A Michael Hahn Publication: Buddhism and moral improvement






 
Michael Hahn and Karla Poewe

Remembered by Karla Poewe


In light of Michael Hahn’s recent death, just a few words about a publication – a popular one as he called it – that he sent us in 2004. The paper deals with handwritten (on palm leaf) Buddhist manuscripts from Nepal, Japan, and Tibet that had previously been thought lost. The manuscripts, which are a work of early classical Sanskrit literature, are a collection of 34 Buddhist legends composed by a largely unknown poet called Haribhaţţa from around 400 years after Christ. Haribhaţţa wrote it in the language of scholars, namely, Sanskrit. Apparently it was translated into Tibetan around the middle of the 12th Century A. D.
          What interests me is that the legends deal with 34 incidents of the former existences of Buddha that describe how, with each (new) rebirth, the Buddha’s morality improved further until, by worldly calculation, perfect enlightenment was achieved.
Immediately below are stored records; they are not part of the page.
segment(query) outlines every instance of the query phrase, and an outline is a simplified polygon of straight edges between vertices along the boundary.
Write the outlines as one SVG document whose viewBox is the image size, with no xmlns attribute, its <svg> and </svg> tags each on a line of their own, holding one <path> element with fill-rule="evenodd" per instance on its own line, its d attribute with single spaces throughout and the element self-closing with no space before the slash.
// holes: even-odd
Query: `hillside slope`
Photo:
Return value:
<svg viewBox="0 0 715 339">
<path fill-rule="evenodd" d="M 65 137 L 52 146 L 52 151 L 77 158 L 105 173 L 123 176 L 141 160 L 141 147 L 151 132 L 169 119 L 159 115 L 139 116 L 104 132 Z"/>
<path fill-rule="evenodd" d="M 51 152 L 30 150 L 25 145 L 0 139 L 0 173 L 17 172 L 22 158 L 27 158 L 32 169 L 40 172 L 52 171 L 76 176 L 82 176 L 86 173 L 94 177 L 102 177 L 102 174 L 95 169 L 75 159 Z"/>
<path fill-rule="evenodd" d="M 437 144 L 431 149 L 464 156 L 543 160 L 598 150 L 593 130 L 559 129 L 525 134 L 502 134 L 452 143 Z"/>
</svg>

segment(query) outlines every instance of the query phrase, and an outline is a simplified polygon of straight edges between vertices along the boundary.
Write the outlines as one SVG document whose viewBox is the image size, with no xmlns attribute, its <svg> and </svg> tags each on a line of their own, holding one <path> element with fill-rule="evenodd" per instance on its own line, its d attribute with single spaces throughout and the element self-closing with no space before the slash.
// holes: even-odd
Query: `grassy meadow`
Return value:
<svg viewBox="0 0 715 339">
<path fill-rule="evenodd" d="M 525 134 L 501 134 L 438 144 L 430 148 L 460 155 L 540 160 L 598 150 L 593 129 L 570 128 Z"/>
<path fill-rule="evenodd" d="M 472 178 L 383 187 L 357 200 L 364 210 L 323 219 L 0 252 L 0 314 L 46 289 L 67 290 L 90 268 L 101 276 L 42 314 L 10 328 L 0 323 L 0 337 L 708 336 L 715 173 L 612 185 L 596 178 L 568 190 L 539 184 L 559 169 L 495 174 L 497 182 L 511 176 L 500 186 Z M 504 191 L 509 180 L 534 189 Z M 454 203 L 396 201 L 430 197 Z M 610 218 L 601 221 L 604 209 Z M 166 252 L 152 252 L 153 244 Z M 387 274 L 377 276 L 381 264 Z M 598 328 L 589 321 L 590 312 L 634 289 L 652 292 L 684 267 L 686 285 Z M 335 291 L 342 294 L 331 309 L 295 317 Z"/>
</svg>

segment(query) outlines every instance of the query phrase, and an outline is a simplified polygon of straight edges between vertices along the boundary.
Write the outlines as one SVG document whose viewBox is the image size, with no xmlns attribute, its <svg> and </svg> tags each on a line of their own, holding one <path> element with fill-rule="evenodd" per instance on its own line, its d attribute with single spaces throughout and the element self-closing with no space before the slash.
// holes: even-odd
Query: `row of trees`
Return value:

The structure of this moral illumination consisted of six cardinal virtues, namely, charity, morality, tolerance, energy, inner composure, and wisdom.
          Not being a scholar of Buddhism, what fascinates me is, first, the optimistic idea of moral improvement and, second, the fact that the latter sits on the structural foundation of six very familiar cardinal virtues. In light of the fact that one of the “cardinal virtues” of Islam seems to be the jihad – which was understood as holy war until 1857 – one cannot, as atheists tend to do, relativize all religions as being the same. They clearly are not and the evidence of their difference should be respected.